Perché c'é la fila a entrare (o a salire) in Mediobanca

Il Foglio

La partita Generali, il futuro di Telecom, Rcs e il patto di sindacato in scadenza

Roma. Rieccoli Chi? Tutti quelli che hanno in mente un'idea: il potere reale è quello finanziario e quando ce n'è un pezzo in gioco bisogna darsi da fare per partecipare alla partita. Soprattutto se quel pezzo di potere si chiama Mediobanca. Negli ultimi giorni del 2008 due protagonisti si sono fatti avanti, acquisendo o arrotondando le loro partecipazioni nella banca presieduta con cortesia formale, ma sostanziale pugno di ferro, da Cesare Geronzi. Il primo si chiama Paolo Biasi, presidente della Fondazione Cassa di Verona (primo azionista di Unicredit con il 5 per cento), che ha portato la partecipazione nell'istituto di piazzetta Cuccia al 3,13 per cento. Il secondo protagonista si chiama Jp Morgan ed è salito al 2,036 per cento nella banca milanese. Sullo sfondo ci sono altri personaggi ed enti desiderosi di avanzare: ancora alcune fondazioni bancarie e - perché no? - qualche fondo sovrano.
Ma perché tutti si candidano per entrare alla corte di Geronzi? Che cosa si aspettano di ottenere in cambio? Per Biasi, le motivazioni sono più di una. La Fondazione ha il problema di diversificare gli investimenti. Nel 2008 il 73 per cento dei suoi incassi sono arrivati dal dividendo di 170 milioni per l'esercizio 2007 distribuito da Unicredit: troppo dipendente da un'unica fonte che, oltretutto, per il 2008 non elargirà dividendi in contanti. Per questo, se bisogna diversificare, non è sbagliato per un investitore istituzionale - dicono gli addetti ai lavori - puntare su Mediobanca perchè piazzetta Cuccia è ritenuta un buon affare: il suo bilancio 2008 non dovrebbe uscire troppo malinconico e il dividendo molto probabilmente ci sarà. A questi due ragionamenti se ne aggiunge un terzo, ancora più importante. La finanza italiana ruota attorno a pochissimi perni e il più importante di questi si chiama proprio Mediobanca. A fine anno scade il patto di sindacato che lega gli attuali soci delle prima merchant bank italiana, altrettanti membri del salotto buono della finanza nazionale più alcuni potenti partner stranieri (in particolare francesi), tutti alleati leali ma anche sospettosi e guardinghi. Oltre alla questione del patto, c'è da considerare che due azionisti di rilievo, Unicredit e la Tasssara di Romain Zaleski, dovranno vendere le quote. Quindi nei prossimi mesi ci sarà movimento nei piani alti che controllano piazzetta Cuccia.

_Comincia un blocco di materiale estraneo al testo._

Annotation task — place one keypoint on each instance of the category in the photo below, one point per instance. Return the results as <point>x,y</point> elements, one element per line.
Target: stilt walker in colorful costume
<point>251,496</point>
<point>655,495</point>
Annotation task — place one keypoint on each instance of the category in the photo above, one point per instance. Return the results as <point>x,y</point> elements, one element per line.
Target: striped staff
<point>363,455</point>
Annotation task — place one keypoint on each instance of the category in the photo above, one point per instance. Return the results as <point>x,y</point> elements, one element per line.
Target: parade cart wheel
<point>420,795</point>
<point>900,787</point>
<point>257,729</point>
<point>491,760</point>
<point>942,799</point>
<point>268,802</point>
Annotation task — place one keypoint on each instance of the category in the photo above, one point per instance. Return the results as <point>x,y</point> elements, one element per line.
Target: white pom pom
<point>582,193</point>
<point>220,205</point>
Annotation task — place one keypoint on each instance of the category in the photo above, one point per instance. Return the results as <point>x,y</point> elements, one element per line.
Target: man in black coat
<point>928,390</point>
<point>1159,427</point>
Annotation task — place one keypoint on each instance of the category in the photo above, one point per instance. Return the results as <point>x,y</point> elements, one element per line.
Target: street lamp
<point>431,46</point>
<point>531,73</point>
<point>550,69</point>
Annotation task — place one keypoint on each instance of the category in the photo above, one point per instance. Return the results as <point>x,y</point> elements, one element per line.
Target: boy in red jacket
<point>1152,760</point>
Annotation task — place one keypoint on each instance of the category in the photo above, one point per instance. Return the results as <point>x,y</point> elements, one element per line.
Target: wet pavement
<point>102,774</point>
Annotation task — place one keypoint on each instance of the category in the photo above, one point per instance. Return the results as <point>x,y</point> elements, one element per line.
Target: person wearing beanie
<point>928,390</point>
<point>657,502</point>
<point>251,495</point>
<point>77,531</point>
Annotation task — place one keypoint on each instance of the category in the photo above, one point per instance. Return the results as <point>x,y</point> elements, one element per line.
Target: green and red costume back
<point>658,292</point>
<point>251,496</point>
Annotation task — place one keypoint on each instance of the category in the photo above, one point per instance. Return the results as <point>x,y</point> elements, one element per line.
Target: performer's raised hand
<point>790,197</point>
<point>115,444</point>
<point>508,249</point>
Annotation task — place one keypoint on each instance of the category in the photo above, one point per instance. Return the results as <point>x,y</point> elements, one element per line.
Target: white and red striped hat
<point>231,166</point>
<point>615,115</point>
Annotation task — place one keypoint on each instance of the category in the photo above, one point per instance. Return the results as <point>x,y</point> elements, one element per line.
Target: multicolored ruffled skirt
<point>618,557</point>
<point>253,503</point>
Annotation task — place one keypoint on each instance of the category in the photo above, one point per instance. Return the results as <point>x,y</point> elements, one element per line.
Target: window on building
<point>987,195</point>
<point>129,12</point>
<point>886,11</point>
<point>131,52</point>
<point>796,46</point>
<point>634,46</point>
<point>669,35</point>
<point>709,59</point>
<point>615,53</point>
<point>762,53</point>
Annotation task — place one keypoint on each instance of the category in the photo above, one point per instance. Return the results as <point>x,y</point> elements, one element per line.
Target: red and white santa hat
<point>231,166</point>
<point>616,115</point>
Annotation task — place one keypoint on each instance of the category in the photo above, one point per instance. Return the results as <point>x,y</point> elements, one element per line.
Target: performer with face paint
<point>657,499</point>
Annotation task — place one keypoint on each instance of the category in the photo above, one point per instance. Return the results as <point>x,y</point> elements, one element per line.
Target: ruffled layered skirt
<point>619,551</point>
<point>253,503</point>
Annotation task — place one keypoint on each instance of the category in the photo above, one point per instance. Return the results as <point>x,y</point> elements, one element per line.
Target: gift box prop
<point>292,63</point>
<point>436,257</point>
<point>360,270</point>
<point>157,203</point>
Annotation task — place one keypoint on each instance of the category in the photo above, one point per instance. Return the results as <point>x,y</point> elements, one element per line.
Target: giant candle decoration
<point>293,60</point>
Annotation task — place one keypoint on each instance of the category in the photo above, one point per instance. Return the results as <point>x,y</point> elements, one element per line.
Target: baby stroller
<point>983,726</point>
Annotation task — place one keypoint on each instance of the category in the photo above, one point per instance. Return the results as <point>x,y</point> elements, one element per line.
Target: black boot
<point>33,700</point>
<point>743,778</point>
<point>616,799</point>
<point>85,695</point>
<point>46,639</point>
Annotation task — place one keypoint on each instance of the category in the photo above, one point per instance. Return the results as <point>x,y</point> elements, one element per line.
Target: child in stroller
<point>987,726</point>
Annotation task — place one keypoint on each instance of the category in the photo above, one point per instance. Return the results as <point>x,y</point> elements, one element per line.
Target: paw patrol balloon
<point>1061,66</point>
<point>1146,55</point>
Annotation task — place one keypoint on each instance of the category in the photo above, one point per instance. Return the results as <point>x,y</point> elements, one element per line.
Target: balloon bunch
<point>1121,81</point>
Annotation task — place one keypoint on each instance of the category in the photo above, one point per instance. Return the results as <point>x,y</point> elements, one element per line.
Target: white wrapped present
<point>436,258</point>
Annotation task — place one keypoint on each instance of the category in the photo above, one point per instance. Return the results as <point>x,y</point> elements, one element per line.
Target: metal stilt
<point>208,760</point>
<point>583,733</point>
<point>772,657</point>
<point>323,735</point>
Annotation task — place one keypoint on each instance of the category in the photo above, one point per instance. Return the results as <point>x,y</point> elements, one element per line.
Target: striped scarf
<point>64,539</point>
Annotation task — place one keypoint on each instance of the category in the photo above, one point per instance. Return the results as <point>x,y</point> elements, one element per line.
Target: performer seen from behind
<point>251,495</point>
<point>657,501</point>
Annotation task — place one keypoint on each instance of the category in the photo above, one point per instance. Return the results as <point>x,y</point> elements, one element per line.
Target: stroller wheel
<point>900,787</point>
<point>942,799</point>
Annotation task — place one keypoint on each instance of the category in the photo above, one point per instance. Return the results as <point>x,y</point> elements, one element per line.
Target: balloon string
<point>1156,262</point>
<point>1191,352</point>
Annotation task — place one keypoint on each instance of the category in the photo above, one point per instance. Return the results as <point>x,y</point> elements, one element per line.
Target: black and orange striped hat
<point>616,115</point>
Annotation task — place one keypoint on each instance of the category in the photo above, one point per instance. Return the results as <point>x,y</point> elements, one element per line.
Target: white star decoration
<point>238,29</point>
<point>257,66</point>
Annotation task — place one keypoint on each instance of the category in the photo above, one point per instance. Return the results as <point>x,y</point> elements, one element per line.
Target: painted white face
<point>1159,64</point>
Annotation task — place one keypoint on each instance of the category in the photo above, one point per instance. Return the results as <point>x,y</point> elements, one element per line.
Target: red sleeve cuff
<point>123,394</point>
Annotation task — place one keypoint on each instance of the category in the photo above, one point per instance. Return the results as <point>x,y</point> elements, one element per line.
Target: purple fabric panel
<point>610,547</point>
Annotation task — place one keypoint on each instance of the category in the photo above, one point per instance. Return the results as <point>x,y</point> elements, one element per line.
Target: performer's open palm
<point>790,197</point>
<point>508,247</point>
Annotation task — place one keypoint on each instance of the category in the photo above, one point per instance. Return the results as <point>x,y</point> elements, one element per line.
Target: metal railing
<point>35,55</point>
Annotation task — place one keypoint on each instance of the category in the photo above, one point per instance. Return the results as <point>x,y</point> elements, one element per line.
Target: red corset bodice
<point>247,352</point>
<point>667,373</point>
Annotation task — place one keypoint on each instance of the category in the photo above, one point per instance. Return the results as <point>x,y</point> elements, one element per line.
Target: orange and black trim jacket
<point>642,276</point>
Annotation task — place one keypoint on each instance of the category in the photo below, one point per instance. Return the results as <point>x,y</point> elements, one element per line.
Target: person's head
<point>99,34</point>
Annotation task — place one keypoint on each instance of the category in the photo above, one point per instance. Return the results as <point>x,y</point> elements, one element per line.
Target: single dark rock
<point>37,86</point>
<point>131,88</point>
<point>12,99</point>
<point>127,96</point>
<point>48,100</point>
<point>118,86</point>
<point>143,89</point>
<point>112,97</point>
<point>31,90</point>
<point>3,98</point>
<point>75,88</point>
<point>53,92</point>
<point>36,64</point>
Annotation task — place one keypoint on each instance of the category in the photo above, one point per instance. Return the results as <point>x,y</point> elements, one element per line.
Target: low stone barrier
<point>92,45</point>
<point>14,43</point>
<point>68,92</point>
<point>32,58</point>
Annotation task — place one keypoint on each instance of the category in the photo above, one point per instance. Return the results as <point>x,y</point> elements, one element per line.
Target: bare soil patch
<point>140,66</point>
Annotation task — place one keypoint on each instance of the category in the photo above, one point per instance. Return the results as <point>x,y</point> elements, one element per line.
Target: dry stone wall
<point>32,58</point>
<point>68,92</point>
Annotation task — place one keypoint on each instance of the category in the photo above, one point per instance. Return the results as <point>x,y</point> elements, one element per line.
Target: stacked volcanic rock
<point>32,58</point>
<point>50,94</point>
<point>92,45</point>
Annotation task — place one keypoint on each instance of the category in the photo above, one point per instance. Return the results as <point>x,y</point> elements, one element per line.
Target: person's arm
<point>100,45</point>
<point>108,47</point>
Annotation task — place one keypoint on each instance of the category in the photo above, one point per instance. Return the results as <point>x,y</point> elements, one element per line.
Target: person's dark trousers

I movimenti al pian terreno
Altrettanto interessanti le partite che stanno per aprirsi al piano di sotto, cioè nelle controllate di piazzetta Cuccia. Le Generali, di cui Mediobanca possiede circa il 15 per cento, stanno per assistere a grandi cambiamenti: alcuni soci sono in uscita (Tassara, Ligresti, De Agostini), altri vogliono crescere (Caltagirone) altri ancora vorrebbero entrare (i fondi libici che trovano però ostilità del presidente Antoine Bernheim). I giochi si apriranno tra breve e saranno decisivi per l'assetto di potere nella finanza italiana. Biasi è interessato perchè già una volta ha puntato, senza successo, alla poltrona di numero uno del Leone di Trieste. Altra partita destinata a entrare a breve nel vivo è quella di Telecom. Mediobanca vi partecipa attraverso Telco (azionista di riferimento della società di tlc), i cui soci di  maggioranza relativa sono gli spagnoli di Telefonica. Si sa che se ne andrebbero volentieri, ma trovare chi li sostituisce nel ruolo non è facile di questi tempi. Potrebbe provarci Jp Morgan, grande esperta in materia avendo già organizzato e finanziato la scalata di Roberto Colaninno.
Ma sono anche altre (sebbene di minore peso finanziario) le questioni da risolvere. C'è per esempio Rcs. La casa editrice del Corriere della Sera soffre la crisi del settore come tutti i suoi concorrenti. Ma ha un problema in più: l'acquisizione della spagnole Recoletos è costata una cifra da alcuni giudicata esorbitante e ha portato l'indebitamento a 1,3 miliardi. Nulla di drammatico, ma qualcosa di cui prima o poi bisognerà occuparsi, magari prendendo decisioni delicate che riguardano le prime linee del management. E a chi toccherà muovere per primo? Naturalmente al principale azionista: Mediobanca.